Termina diciendo que sus cenizas tendrán sentido, pues serán polvo enamorado.
Qué maestro ¿no?
Ahora
les explico por qué empiezo hoy con mi párrafo de literatura barroca. No sólo
porque me gusta, sino porque también describe lo que yo he
pasado en los últimos 10 días. El barroco explica el mundo. Hace diez días me operaron del hombro aquel que
les conté me estaba dando guerra. La operación tuvo lugar en el centro
quirúrgico ambulatorio de la universidad y en general fue bien.
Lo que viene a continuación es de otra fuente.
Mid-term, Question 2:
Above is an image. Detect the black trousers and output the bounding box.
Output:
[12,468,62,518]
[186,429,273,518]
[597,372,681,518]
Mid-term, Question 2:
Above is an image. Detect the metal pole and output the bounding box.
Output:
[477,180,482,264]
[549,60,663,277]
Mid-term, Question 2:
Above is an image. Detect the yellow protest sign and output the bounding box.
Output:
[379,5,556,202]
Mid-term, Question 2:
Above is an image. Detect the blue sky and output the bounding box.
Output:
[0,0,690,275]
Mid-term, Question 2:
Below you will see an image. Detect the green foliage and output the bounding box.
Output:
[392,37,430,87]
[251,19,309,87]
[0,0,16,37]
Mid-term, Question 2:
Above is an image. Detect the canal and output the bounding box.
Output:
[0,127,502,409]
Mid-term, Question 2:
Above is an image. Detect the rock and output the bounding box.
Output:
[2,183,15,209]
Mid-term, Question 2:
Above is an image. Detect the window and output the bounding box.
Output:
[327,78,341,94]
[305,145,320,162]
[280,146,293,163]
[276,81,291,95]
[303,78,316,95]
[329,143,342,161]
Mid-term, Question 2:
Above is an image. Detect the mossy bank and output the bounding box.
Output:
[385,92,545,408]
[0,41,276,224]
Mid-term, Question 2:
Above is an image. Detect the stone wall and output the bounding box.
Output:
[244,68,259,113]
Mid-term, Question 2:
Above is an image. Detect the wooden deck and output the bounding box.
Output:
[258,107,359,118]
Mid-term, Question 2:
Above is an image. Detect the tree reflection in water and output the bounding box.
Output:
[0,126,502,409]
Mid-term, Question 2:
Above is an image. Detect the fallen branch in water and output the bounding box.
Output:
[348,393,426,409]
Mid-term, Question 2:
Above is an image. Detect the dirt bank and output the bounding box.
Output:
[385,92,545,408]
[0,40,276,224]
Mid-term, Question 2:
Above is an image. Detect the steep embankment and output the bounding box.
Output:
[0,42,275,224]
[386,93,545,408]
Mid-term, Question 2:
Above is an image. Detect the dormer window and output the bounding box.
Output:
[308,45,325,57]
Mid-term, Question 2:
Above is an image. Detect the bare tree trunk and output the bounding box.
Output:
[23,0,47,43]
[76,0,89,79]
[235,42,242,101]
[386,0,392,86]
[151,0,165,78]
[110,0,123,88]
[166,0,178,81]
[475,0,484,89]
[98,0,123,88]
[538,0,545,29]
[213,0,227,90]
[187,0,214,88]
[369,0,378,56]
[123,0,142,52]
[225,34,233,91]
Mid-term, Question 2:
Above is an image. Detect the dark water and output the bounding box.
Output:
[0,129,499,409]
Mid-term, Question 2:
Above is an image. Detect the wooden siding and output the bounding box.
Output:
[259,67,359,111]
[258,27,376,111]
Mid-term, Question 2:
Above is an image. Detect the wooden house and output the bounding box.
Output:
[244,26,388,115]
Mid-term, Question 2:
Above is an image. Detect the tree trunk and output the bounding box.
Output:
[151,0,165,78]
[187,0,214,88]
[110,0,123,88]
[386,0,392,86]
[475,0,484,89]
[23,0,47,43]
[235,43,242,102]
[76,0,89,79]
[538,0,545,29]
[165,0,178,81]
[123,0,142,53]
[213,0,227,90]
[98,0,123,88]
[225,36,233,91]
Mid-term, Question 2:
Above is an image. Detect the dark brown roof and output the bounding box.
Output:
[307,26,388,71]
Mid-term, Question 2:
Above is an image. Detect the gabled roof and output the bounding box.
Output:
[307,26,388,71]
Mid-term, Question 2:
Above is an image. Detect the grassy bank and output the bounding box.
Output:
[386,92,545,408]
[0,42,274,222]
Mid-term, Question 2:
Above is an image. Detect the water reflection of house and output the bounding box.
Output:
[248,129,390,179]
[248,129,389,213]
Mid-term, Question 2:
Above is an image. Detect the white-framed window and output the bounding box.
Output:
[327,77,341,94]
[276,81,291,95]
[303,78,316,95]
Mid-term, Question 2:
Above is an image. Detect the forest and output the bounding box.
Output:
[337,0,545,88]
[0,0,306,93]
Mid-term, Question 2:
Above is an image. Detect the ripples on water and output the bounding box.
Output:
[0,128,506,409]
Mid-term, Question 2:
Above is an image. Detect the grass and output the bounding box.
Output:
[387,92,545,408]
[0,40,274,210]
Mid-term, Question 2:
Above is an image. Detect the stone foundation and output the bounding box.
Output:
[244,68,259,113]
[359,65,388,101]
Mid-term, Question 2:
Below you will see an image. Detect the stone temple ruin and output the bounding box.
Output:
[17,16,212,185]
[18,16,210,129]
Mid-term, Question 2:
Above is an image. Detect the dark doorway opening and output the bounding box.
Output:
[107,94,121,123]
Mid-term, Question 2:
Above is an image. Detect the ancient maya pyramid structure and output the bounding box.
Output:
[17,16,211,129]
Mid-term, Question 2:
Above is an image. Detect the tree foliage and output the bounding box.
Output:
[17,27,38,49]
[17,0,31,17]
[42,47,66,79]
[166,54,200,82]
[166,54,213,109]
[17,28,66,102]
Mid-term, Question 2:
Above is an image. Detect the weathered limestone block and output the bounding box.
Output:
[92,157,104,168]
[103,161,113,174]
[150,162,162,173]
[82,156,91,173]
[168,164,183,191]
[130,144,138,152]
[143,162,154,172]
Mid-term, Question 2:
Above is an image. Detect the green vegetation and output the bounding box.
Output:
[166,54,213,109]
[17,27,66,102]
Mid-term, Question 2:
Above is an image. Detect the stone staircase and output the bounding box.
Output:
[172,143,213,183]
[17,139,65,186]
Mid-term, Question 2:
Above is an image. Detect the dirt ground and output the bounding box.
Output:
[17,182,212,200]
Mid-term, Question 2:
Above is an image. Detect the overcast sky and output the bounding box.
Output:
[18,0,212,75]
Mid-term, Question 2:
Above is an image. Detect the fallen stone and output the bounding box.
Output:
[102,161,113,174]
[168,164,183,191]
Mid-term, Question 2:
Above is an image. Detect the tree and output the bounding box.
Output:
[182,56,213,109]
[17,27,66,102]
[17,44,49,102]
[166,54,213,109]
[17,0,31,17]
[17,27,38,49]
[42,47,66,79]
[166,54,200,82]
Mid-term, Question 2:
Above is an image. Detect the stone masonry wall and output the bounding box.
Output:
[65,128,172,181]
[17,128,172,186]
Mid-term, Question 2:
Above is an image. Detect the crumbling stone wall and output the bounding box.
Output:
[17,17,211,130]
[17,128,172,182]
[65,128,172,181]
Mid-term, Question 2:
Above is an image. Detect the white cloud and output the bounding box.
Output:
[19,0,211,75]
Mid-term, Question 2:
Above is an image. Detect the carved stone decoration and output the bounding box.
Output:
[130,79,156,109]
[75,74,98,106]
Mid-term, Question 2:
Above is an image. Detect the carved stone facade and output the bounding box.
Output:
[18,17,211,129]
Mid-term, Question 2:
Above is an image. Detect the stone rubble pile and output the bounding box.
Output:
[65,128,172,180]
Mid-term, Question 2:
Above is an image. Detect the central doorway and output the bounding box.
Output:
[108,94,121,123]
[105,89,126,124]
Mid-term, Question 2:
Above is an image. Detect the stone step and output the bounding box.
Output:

En preparación de la operación y por
consejo de mi endocrino, yo llevaba unos días utilizando dos unidades de
Levemir por la mañana y había reducido la parte proporcional de mis basales
durante doce horas al día. Además había practicado ayuno durante los tres días
previos a la operación para asegurarme de encontrar el punto de parámetros
perfecto para la cirugía. Intentaba reproducir las condiciones que tendría el
día 19 para entrar a quirófano en un 120 estable y cristalino. Con la Levemir,
pretendía tener un plan B por si durante la operación el anestesista se
asustaba con una bajada y me desconectaba la bomba. Si estaba mucho tiempo sin
bomba, corría peligro de una cetoacidosis, y nadie quiere eso ¿verdad? Bueno,
pues ese era el plan, del dicho al hecho, un trecho. Ya metida en el coche a
las 5:30 de la mañana y camino del hospital, entré en hipoglucemia y ni corta
ni perezosa empecé a re-chupar un sobrecito de gel de glucosa que dejaba se
deshiciera en mi boca sin tragar nada. Como no esperaba la hipoglucemia, y con
los nervios de la operación se me fue la mano y entré la hospital en 200 con
dos flechas hacia arriba. Aquello ya era
imposible, la hiperglucemia y la angustia por ésta se iban retroalimentando y ya cuando la
enfermera me puso la vía del suero, rocé el trescientos. Para el momento en que
entró el anestesista, yo ya estaba con ganas de llorar. Éste resultó ser un
médico suave que se complementaba bien con el traumatólogo, más cercano al
médico tipo marine de fuerzas especiales, o legionario. Discutí el uso de la
insulina con el anestesista, y él me tranquilizó y me dijo que sólo pondría
insulina si pasaba de 300 y no más de una unidad cada vez. No entré en detalles
sobre mi páncreas artificial, ni mis parámetros, pero él me dejó meter todo el
equipo conmigo en quirófano. El páncreas me ayudó a salir de quirófano en 240,
pero no logró devolverme al 105 habitual.
Después
de la operación, yo tuve una reacción inusitada a la anestesia y estuve
prácticamente inconsciente durante 24 h, y apenas despierta durante tres días.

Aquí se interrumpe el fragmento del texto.